About Courage by Mickey C. Fleming (Holloway House, Paper)
In his autobiography, About Courage, Mickey C. Fleming, a black gay man from Washington, D.C., relates the story of the evening he sat in a friend's home and revealed, over a glass of Riunite wine, his childhood experiences while in foster care. His friend exclaimed: "You have a great story to tell. You should write a book!" Fleming, at first rebuffed the idea with the remark: "I'm not a celebrity."
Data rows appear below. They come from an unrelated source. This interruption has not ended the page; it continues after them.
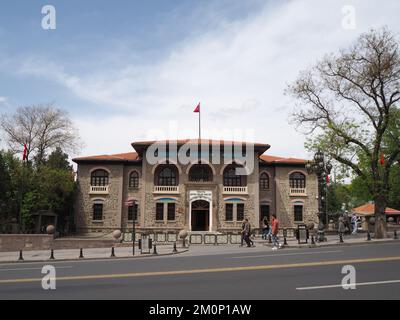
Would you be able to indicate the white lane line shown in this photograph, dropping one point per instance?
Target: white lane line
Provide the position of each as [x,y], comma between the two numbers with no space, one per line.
[24,269]
[357,285]
[286,254]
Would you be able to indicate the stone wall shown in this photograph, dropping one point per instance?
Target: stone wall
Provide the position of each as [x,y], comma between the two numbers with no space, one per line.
[16,242]
[113,203]
[285,202]
[116,214]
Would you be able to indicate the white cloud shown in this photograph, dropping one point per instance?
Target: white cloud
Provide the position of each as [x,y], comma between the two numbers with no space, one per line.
[238,72]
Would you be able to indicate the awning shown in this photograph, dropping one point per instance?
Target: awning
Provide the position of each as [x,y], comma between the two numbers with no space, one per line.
[368,209]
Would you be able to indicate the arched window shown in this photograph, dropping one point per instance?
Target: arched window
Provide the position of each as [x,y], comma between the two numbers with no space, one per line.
[166,175]
[200,173]
[134,180]
[264,181]
[297,180]
[99,178]
[231,179]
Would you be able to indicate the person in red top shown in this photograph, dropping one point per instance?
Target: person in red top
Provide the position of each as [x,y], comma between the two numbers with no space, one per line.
[275,231]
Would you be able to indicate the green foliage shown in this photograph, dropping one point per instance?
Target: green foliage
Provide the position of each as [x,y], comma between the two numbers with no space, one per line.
[27,189]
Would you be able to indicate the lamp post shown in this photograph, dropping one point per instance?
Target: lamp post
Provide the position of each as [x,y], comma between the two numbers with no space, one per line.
[322,169]
[134,228]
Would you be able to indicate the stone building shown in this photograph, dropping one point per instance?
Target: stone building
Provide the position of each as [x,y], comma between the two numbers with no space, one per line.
[193,185]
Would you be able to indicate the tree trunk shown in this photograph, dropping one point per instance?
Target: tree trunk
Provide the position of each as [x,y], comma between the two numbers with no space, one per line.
[380,219]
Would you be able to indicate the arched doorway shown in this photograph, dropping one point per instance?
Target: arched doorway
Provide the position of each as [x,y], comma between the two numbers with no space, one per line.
[200,215]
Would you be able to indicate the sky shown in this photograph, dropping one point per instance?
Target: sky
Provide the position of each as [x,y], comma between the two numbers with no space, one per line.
[129,70]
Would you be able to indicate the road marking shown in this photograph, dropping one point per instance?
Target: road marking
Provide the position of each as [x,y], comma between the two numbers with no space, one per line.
[213,270]
[357,285]
[285,254]
[24,269]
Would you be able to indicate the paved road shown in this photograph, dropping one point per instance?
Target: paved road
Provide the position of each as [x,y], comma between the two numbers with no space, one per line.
[213,273]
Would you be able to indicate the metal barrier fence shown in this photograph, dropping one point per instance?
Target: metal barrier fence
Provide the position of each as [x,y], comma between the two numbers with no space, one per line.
[198,238]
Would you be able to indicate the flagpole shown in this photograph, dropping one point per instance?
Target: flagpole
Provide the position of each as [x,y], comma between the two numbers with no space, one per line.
[200,125]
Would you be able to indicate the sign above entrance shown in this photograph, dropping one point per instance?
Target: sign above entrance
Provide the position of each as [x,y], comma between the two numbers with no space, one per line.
[200,195]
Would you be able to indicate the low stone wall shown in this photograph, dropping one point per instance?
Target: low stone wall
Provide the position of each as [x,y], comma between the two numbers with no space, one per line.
[31,242]
[60,244]
[16,242]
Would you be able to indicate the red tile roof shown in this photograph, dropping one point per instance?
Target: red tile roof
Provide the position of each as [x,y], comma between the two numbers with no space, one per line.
[202,141]
[130,156]
[133,156]
[279,160]
[368,209]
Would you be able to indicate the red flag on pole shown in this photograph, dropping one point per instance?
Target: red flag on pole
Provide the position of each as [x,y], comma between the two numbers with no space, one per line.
[25,155]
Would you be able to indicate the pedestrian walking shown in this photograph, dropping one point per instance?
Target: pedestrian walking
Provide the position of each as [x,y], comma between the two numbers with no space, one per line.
[275,231]
[354,222]
[341,227]
[242,232]
[265,228]
[247,232]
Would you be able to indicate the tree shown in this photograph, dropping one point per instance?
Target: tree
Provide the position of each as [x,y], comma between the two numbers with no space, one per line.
[347,103]
[58,160]
[4,186]
[41,128]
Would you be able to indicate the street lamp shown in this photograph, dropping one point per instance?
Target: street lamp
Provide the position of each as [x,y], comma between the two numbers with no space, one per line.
[322,169]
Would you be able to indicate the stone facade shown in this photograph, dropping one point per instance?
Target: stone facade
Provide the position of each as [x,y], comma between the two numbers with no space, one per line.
[277,197]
It's true , 99 percent of the autobiographies and biographies published each year are by or about the famous. To be quite honest, if this book had not been sent to me for review, I probably would have given it scant, if any, attention. Not because it dealt with foster care--an important and timely subject--but because its author, an unknown, was dropped in our midst without any introduction. After all, it's asking a lot to expect people to plunk down $2.95, plus tax, to read the life story, or confessions, of someone you never heard of.
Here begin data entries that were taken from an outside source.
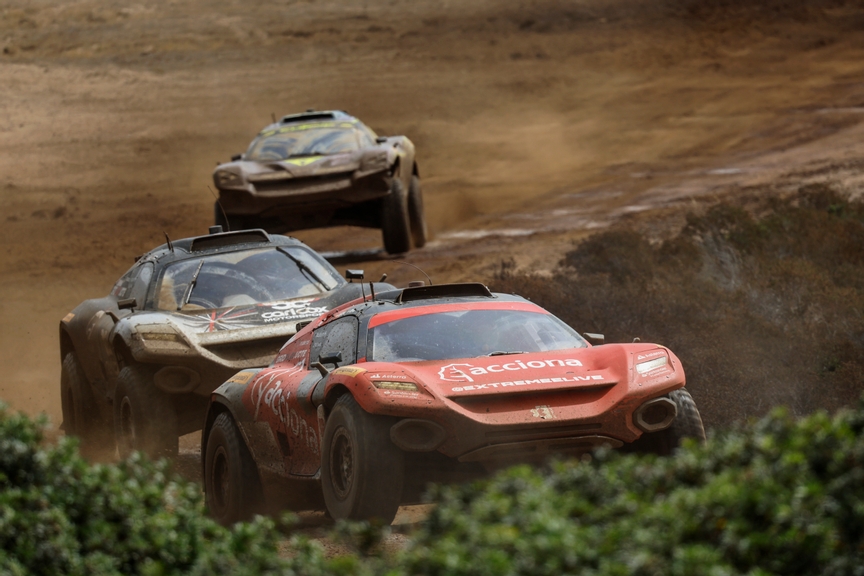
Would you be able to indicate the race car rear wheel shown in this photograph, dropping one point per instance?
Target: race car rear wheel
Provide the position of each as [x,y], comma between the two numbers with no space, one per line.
[232,489]
[362,471]
[416,213]
[81,414]
[144,416]
[395,224]
[687,424]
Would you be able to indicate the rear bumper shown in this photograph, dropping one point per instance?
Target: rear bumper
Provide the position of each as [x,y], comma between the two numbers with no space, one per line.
[318,193]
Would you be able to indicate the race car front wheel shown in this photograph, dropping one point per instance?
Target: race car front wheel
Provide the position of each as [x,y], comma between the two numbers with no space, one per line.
[81,415]
[687,424]
[231,486]
[144,416]
[362,471]
[395,224]
[416,213]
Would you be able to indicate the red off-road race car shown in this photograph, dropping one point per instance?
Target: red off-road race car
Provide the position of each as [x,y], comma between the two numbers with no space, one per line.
[374,399]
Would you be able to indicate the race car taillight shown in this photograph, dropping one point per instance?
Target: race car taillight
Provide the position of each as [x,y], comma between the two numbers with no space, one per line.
[655,414]
[401,386]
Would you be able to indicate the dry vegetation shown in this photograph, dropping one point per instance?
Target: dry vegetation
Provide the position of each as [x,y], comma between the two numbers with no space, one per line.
[763,300]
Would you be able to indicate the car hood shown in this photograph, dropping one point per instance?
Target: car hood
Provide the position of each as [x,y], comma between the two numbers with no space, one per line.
[300,167]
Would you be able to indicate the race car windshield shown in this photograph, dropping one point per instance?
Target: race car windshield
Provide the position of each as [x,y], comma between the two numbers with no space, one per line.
[243,278]
[469,334]
[307,142]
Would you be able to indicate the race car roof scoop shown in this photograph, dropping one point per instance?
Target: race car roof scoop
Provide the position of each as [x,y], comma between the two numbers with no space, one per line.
[228,239]
[443,291]
[307,117]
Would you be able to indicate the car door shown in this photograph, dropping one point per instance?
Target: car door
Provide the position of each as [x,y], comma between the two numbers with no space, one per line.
[100,332]
[338,337]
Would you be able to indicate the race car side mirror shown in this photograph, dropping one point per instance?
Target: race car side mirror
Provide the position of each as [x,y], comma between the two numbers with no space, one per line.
[354,274]
[321,368]
[127,304]
[332,358]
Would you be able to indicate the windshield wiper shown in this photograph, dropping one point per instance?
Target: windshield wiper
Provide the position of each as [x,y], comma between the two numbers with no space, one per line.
[306,270]
[191,286]
[299,154]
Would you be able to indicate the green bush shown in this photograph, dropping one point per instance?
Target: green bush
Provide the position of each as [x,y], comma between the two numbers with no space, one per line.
[776,496]
[61,515]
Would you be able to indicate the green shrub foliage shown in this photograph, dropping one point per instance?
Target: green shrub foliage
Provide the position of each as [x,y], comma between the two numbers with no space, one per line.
[775,496]
[778,497]
[62,515]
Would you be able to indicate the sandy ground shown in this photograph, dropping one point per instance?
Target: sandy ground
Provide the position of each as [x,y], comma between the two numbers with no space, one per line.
[536,122]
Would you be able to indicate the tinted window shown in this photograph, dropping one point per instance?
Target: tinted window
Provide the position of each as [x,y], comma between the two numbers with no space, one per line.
[307,140]
[244,278]
[337,337]
[468,334]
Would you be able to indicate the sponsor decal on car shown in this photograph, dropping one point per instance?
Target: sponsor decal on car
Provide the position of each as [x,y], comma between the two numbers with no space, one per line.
[379,376]
[560,379]
[242,377]
[464,372]
[295,310]
[349,371]
[267,390]
[543,412]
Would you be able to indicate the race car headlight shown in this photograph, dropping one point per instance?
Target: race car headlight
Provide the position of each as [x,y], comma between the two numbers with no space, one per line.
[401,386]
[644,367]
[376,162]
[226,178]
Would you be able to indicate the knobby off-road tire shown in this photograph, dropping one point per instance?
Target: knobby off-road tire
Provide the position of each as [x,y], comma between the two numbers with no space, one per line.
[395,224]
[232,489]
[81,414]
[687,424]
[362,471]
[144,416]
[416,213]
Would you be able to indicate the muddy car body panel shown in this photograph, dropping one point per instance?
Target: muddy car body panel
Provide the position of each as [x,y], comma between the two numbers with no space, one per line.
[193,312]
[462,377]
[315,170]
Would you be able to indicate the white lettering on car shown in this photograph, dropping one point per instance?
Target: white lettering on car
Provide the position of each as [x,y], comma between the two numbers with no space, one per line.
[587,378]
[460,372]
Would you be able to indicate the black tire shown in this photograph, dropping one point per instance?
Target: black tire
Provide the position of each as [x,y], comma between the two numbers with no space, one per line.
[362,471]
[144,416]
[81,414]
[395,225]
[232,489]
[687,424]
[416,213]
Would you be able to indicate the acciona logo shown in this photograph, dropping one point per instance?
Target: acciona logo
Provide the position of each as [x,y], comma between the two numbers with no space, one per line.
[464,372]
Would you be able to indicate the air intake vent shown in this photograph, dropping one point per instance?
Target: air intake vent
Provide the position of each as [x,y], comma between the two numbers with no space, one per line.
[307,117]
[444,291]
[229,239]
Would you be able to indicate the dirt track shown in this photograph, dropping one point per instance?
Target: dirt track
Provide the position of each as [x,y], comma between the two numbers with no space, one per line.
[535,122]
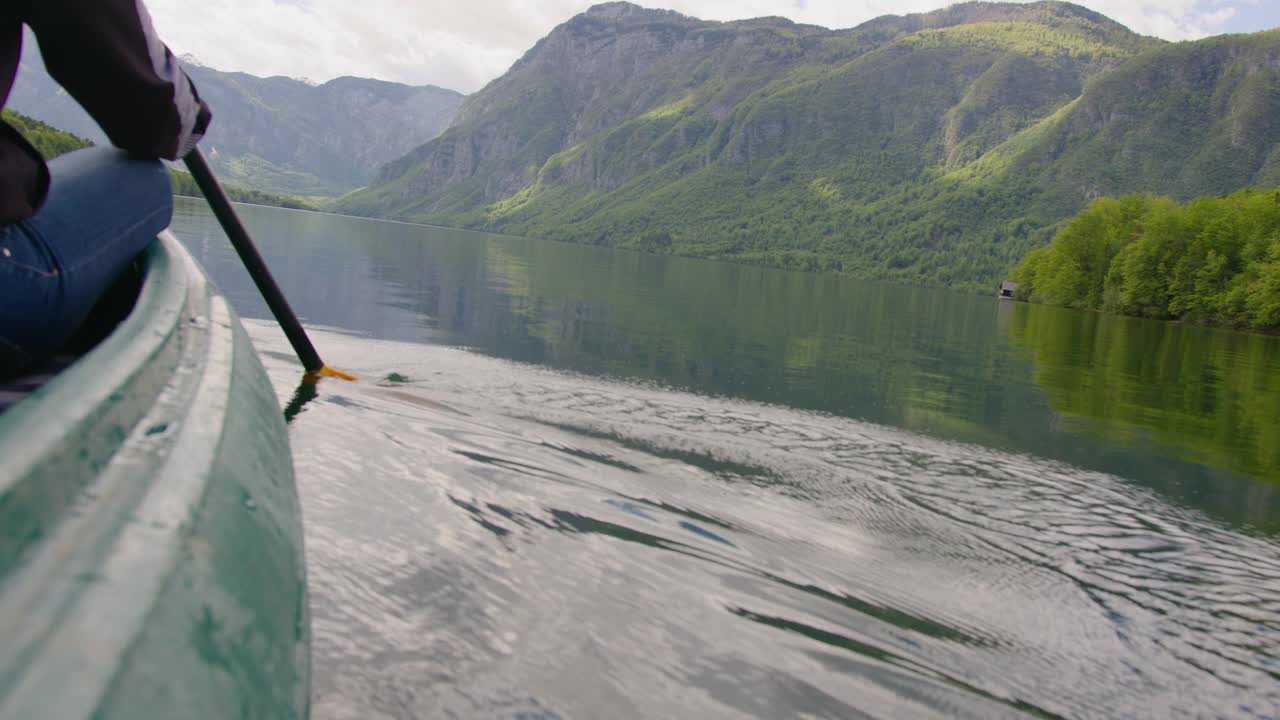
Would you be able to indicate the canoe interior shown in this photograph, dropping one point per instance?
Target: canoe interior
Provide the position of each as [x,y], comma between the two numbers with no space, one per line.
[150,540]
In fact, while reading About Courage, I kept wishing that Fleming, who spent virtually all of his childhood in foster care, had introduced himself in the pages of a magazine, say Essence magazine's annual men's issue, rather than in a 224-page book. Despite all of the ups and downs in his 33 years, there still isn't enough compelling material here to warrant a lengthy retelling. A 2,000-word magazine piece would have been more fitting. His life as an absurd, self-hating, confused, and rebellious gay adolescent isn't really all that remarkable. Aside from giving current foster kids the feeling that they too can rise above their situation as well as providing them with a resilient role model (he goes on to college, later landing a job as an electrical draftsman), About Courage otherwise doesn't offer any profound insights into the foster care system or the foster child. As a reader, it stirred no outrage in me. In fact, it would have been better if he had written about the Washington, D.C.-based orphanage, Junior Village, where he had spent some time as a child. (It was closed in 1973, after 26 years in existence, writes Fleming, "because of an alleged history of abuse of the very children it was designed to help.") All we're offered really is a succession of horror stories: his sexual victimization by the older boys at the orphanage, the on-the-job harassment of him by male co-workers because of his sexuality, his reunion with his mentally ill mother (strangely this episode is twice recounted--in Chapters 1 and 17, in almost identical words), his eviction from an apartment he shared with a resentful, irresponsible heterosexual couple who misuse the rent money he's given them.
Despite a few flaws in the book, it is clear that Mickey Fleming has writing talent. It will be interesting to see what his next book, if there is to be one, will be about. I hope it won't be a sequel. I also hope he'll use his own photo for the dust jacket and not a model's. If, in the words of one of the characters in the book, he and pop singer Prince "could pass for brothers," why the subterfuge?